- Aggregate Common Equity Tier 1 ratio up to 15.27% in fourth quarter of 2022 (compared with 14.74% in previous quarter and 15.60% in fourth quarter of 2021)
- Aggregated annualised return on equity up to 7.68% in fourth quarter of 2022 (compared with 7.55% in previous quarter and 6.70% one year ago), driven by increase in net interest income
- Aggregate liquidity coverage ratio stable in fourth quarter of 2022 at 161.46% and net stable funding ratio slightly down to 125.76%
Capital adequacy
The aggregate capital ratios of significant institutions (i.e. those banks that are supervised directly by the ECB) increased in the fourth quarter of 2022, consistent with seasonal patterns (year-end balance sheet compression) observed in the fourth quarters of previous years.
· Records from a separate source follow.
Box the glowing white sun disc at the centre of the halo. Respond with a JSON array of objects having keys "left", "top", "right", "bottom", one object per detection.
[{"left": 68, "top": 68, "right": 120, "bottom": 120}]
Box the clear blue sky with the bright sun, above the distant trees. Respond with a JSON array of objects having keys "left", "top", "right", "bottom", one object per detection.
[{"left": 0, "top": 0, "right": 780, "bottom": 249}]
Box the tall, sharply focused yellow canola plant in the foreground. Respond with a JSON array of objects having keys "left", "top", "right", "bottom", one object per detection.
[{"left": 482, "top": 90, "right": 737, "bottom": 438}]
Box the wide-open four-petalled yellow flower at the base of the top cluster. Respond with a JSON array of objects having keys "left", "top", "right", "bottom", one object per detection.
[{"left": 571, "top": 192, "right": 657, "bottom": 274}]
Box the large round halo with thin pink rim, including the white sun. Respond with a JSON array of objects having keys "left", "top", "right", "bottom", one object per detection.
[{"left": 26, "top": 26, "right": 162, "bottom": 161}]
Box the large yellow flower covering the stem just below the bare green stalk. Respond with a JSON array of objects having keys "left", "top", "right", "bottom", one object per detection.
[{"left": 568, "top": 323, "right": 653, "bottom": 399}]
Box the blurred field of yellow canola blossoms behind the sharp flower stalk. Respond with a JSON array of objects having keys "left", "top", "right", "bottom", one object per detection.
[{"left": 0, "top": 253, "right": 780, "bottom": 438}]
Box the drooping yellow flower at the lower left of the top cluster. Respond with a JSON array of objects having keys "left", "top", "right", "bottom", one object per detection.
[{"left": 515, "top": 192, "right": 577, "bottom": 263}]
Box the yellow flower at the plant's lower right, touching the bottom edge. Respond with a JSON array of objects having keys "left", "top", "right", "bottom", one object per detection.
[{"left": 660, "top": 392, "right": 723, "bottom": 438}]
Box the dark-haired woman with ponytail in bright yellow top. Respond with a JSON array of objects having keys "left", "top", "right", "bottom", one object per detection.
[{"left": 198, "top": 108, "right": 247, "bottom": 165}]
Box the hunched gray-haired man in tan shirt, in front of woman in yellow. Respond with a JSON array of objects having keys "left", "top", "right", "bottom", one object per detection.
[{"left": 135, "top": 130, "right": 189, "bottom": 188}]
The aggregate Common Equity Tier 1 (CET1) ratio stood at 15.27%, the aggregate Tier 1 ratio stood at 16.60% and the aggregate total capital ratio stood at 19.26%. Aggregate CET1 ratios at country level ranged from 12.60% in Spain to 22.86% in Estonia. Across Single Supervisory Mechanism business model categories, global systemically important banks (G-SIBs) reported the lowest aggregate CET1 ratio (14.21%) and development/promotional lenders reported the highest (30.27%).
Asset quality
The non-performing loans (NPL) ratio excluding cash balances at central banks and other demand deposits remained stable at 2.28% in the fourth quarter of 2022. Both the stock of NPLs (numerator) and loans and advances excluding cash balances (denominator) decreased, to €339 billion and €14,873 billion respectively.
Aggregate stage 2 loans as a share of total loans decreased to 9.63% (down from 9.82% in the previous quarter), reversing part of the increase observed during 2022. The stock of stage 2 loans amounted to €1,381 billion (compared with €1,434 billion in the previous quarter).
Forborne exposures decreased throughout 2022, reaching €331 billion in the fourth quarter (compared with €355 billion in the previous quarter and €402 billion one year ago), while their coverage ratios remained stable (5.16% for performing forborne exposures and 38.74% for non-performing forborne exposures).
Cost of risk was stable at an aggregate level of 0.47% in the fourth quarter of 2022 (compared with 0.48% in the previous quarter). Across significant institutions, the interquartile range narrowed further to 0.49 percentage points (down from 0.53 percentage points in the previous quarter).
Return on equity
The aggregated annualised return on equity increased to 7.68% in the fourth quarter of 2022 (compared with 7.55% in the previous quarter and 6.70% one year ago). Higher net interest income was a key profitability driver compared with both the previous quarter (increase of €10.3 billion) and with the fourth quarter of 2021 (increase of €37.3 billion). In the fourth quarter of 2022 the net interest margin improved significantly to 1.36% (compared with 1.23% in the previous quarter and 1.21% one year ago).
Across Single Supervisory Mechanism business model categories, the aggregate annualised return on equity ranged from 13.27% for small market lenders to 3.23% for retail and consumer credit lenders.
Liquidity and funding
The liquidity coverage ratio stood stable at 161.46% in the fourth quarter of 2022 (compared with 161.99% in the previous quarter and 173.43% in the fourth quarter of 2021) while the net stable funding ratio decreased slightly to 125.76% (compared with 127.06% in the previous quarter and 129.40% in the fourth quarter of 2021).
Loans and advances subject to COVID-19-related measures
In the fourth quarter of 2022 total non-expired loans and advances subject to COVID-19-related measures decreased further to €359 billion, down from €388 billion in the previous quarter. Statistics on COVID-19-related measures will no longer feature in our supervisory banking statistics as of the next quarterly release, as the European Banking Authority has repealed its Guidelines on COVID-19 reporting and disclosure.
Factors affecting changes
Supervisory banking statistics are calculated by aggregating the data that are reported by banks which report COREP (capital adequacy information) and FINREP (financial information) at the relevant point in time. Consequently, changes from one quarter to the next can be influenced by the following factors:
- changes in the sample of reporting institutions;
- mergers and acquisitions;
- reclassifications (e.g. portfolio shifts as a result of certain assets being reclassified from one accounting portfolio to another).